Наверное, каждый из нас хорошо о себе знает, до какой степени он бывает «смирен». Господь заботится, печется о том, чтобы мы хотя бы в малой степени смирение приобрели. И вот когда мы просим о том, чтобы Он нам дал дух смиренномудрия, что это означает на самом деле? Это означает, что мы просим Господа послать нам людей, обстоятельства, ситуации, которые будут нас смирять. Но порой получается так, что мы в храме какое-то время молились, клали поклоны с молитвой преподобного Ефрема Сирина, просили духа смиренномудрия – вышли из храма на улицу, и тотчас же эта молитва наша исполняется, а мы противимся этому. Вы знаете, нет такой молитвы, которая так быстро находила бы отклик у Бога, как молитва о даровании смирения. И вместе с тем мы никак не можем понять, что это Господь на нашу молитву откликается, – нам кажется, что это какие-то негативные обстоятельства нашей жизни, что-то такое, чего в ней в принципе быть не должно. Но если мы научимся видеть в смиряющих нас людях и обстоятельствах дар Божий, то, безусловно, хотя бы немного через это к смиренномудрию приблизимся.
Кажется, что смиренный человек – очень мягкий, безвольный, слабый. А на самом деле – это человек самый сильный.
На самом деле в смиренномудрии заключена огромная свобода. Мы ведь зачастую как действуем? Вот нас кто-то оскорбил, и у нас есть твердое убеждение в том, что мы должны: во-первых, доказать, что нас оскорбили напрасно; во-вторых, доказать это не только окружающим людям, но и самому обидчику – мы должны его пристыдить, мы должны каким-то образом его посрамить. Как правило, из этого ничего не получается; иногда получается, но это еще хуже, чем если бы не получилось, – по последствиям своим духовным. И вот мы тратим на это огромное количество сил, времени – а на самом деле всё это абсолютно не нужно. А когда человек смиренномудр, он понимает, что всё это лишнее, – и он всего этого не делает. У него освобождается огромное количество времени, сил, душевной энергии для тех дел, которые ему гораздо более необходимы. Кроме того, человек смиренномудренный просто не переживает по тем поводам, по которым переживаем мы. Если бы была возможность заглянуть сейчас в наши мысли, мы увидели бы друг в друге самые различные беспокойства, связанные с тем, что мы не можем смириться с волей Божией и зачастую – с волей человеческой, которая нерасторжимо с волей Божией бывает в нашей жизни порою связана. Когда мы чего-то боимся, когда мы чего-то опасаемся, когда мы переживаем «а вдруг будет то», «а вдруг случится так», это опять-таки обличает нас в неготовности с волей Божией смириться. Если же у нас такая готовность есть, то мы и бояться не будем. Чудная такая вещь: кажется, что смиренный человек – это человек очень мягкий, безвольный, слабый. А на самом деле – это человек самый сильный.
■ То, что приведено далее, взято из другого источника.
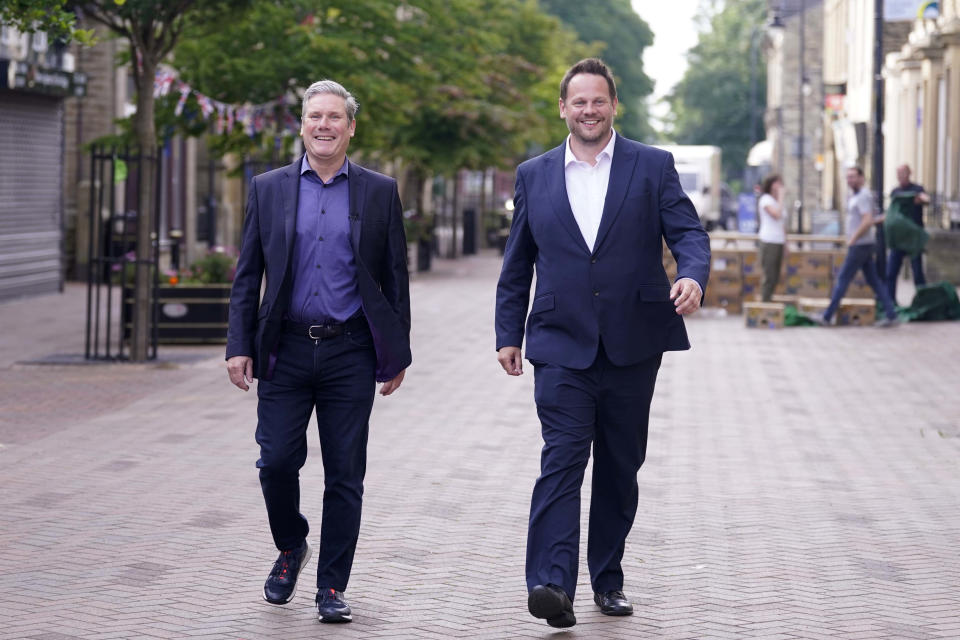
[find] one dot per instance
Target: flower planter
(186, 313)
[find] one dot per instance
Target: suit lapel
(557, 186)
(621, 173)
(289, 194)
(357, 187)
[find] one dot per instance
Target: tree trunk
(145, 131)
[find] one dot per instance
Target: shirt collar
(568, 156)
(343, 171)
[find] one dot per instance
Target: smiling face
(326, 129)
(589, 109)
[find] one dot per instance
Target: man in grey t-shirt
(861, 246)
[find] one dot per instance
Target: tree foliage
(442, 86)
(620, 36)
(711, 104)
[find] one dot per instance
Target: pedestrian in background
(335, 318)
(591, 217)
(772, 234)
(915, 213)
(861, 249)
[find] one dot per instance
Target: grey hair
(335, 88)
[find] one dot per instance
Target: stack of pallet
(807, 280)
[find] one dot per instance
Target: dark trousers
(771, 260)
(893, 270)
(335, 376)
(860, 257)
(606, 407)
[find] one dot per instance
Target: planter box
(186, 313)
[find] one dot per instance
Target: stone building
(793, 116)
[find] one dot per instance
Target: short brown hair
(593, 66)
(767, 185)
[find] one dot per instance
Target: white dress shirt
(587, 191)
(587, 188)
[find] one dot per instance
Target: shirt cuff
(694, 282)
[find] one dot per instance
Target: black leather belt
(326, 330)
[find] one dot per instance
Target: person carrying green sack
(903, 229)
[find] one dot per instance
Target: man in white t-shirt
(861, 246)
(772, 234)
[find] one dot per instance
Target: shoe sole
(545, 604)
(335, 620)
(303, 564)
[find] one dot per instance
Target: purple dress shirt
(324, 271)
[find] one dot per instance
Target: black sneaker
(281, 584)
(551, 603)
(331, 607)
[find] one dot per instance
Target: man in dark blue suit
(591, 217)
(334, 318)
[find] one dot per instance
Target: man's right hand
(240, 370)
(511, 360)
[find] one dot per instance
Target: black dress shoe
(613, 603)
(552, 603)
(281, 584)
(331, 607)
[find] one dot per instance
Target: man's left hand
(686, 295)
(392, 385)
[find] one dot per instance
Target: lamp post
(803, 90)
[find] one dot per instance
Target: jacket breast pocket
(542, 303)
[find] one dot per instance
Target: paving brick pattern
(800, 483)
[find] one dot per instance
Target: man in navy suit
(334, 318)
(591, 217)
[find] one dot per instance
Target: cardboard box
(726, 262)
(812, 306)
(763, 315)
(728, 301)
(785, 299)
(856, 312)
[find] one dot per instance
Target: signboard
(22, 76)
(899, 10)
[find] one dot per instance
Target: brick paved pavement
(800, 483)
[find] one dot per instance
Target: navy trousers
(606, 407)
(893, 270)
(335, 377)
(860, 257)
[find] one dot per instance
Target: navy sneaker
(331, 607)
(281, 584)
(613, 603)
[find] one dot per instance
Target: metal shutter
(31, 194)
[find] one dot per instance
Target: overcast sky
(674, 33)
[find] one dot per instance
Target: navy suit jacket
(619, 291)
(380, 253)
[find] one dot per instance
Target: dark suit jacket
(379, 248)
(619, 291)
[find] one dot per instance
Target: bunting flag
(251, 119)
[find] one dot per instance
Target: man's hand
(511, 360)
(393, 384)
(240, 370)
(686, 295)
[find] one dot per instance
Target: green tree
(620, 36)
(711, 104)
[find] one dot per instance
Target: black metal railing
(116, 204)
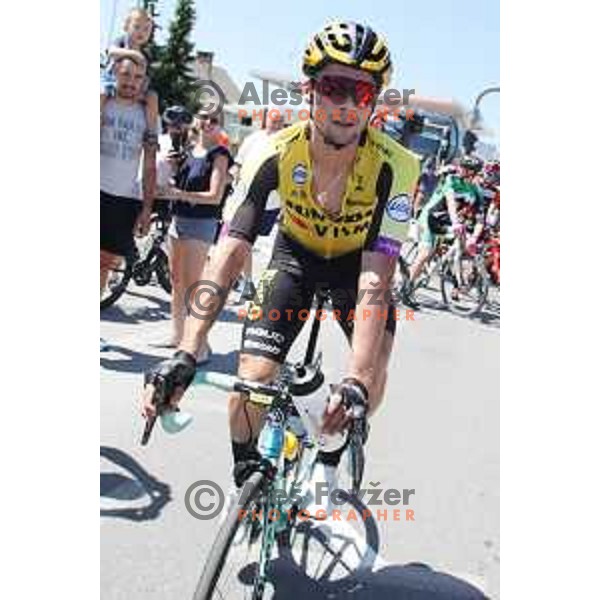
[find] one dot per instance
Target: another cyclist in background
(252, 146)
(489, 182)
(456, 202)
(138, 29)
(427, 183)
(199, 184)
(345, 204)
(124, 208)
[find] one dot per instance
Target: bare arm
(209, 296)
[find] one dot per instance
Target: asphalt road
(437, 433)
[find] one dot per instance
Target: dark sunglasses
(338, 89)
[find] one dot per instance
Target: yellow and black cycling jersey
(376, 205)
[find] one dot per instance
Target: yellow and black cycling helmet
(352, 44)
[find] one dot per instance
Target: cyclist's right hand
(175, 373)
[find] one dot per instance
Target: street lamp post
(470, 138)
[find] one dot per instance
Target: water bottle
(270, 440)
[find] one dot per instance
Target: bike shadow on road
(326, 562)
(414, 581)
(139, 496)
(132, 361)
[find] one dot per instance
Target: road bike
(264, 512)
(147, 258)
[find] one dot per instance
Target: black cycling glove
(179, 370)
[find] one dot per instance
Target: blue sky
(439, 47)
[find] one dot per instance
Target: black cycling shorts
(285, 293)
(117, 220)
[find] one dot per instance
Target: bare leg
(244, 425)
(187, 259)
(108, 262)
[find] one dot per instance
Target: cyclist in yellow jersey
(345, 193)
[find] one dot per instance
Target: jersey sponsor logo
(352, 202)
(300, 174)
(398, 208)
(312, 214)
(341, 231)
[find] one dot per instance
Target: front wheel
(215, 582)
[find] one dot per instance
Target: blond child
(132, 44)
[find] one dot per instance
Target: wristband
(359, 384)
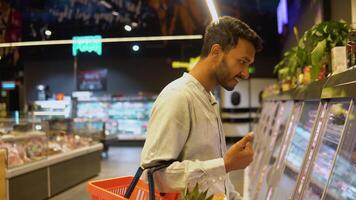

Это человек, который просто в принципе ничего не боится.
Добродетель смиренномудрия очень тесно сопряжена с целомудрием. Потому что, как правило, когда человек совершает какие-то грехи против целомудрия – если иметь в виду общераспространенное понимание этого слова, – то это всегда бывает связано с гордостью. Преподобный Иоанн Лествичник пишет, что там, где последовало падение, прежде водворилась гордость, и именно она лишила человека сил, необходимых, чтобы противостоять греху. Апостол Иаков говорит о том, что Господь «гордым противится, а смиренным дает благодать»[3]. Что значит «гордым противится»? Это значит, что Он гордым не помогает. Ведь если гордому Господь будет помогать, то такой человек в своей гордости преуспеет и будет всё более похожим на беса, на диавола. Поэтому Господь, наоборот, такому человеку не дает в жизни сделать того, чего он хочет, – и тот волей-неволей смиряется. Когда же человек смирен, Господь действительно дает ему Свою благодать, которая его хранит и которая за него порою удивительные какие-то вещи совершает. Как говорил преподобный Нектарий Оптинский, только когда человек смиряется окончательно и почитает себя за ничто, Господь может сотворить из него что-то подлинно великое.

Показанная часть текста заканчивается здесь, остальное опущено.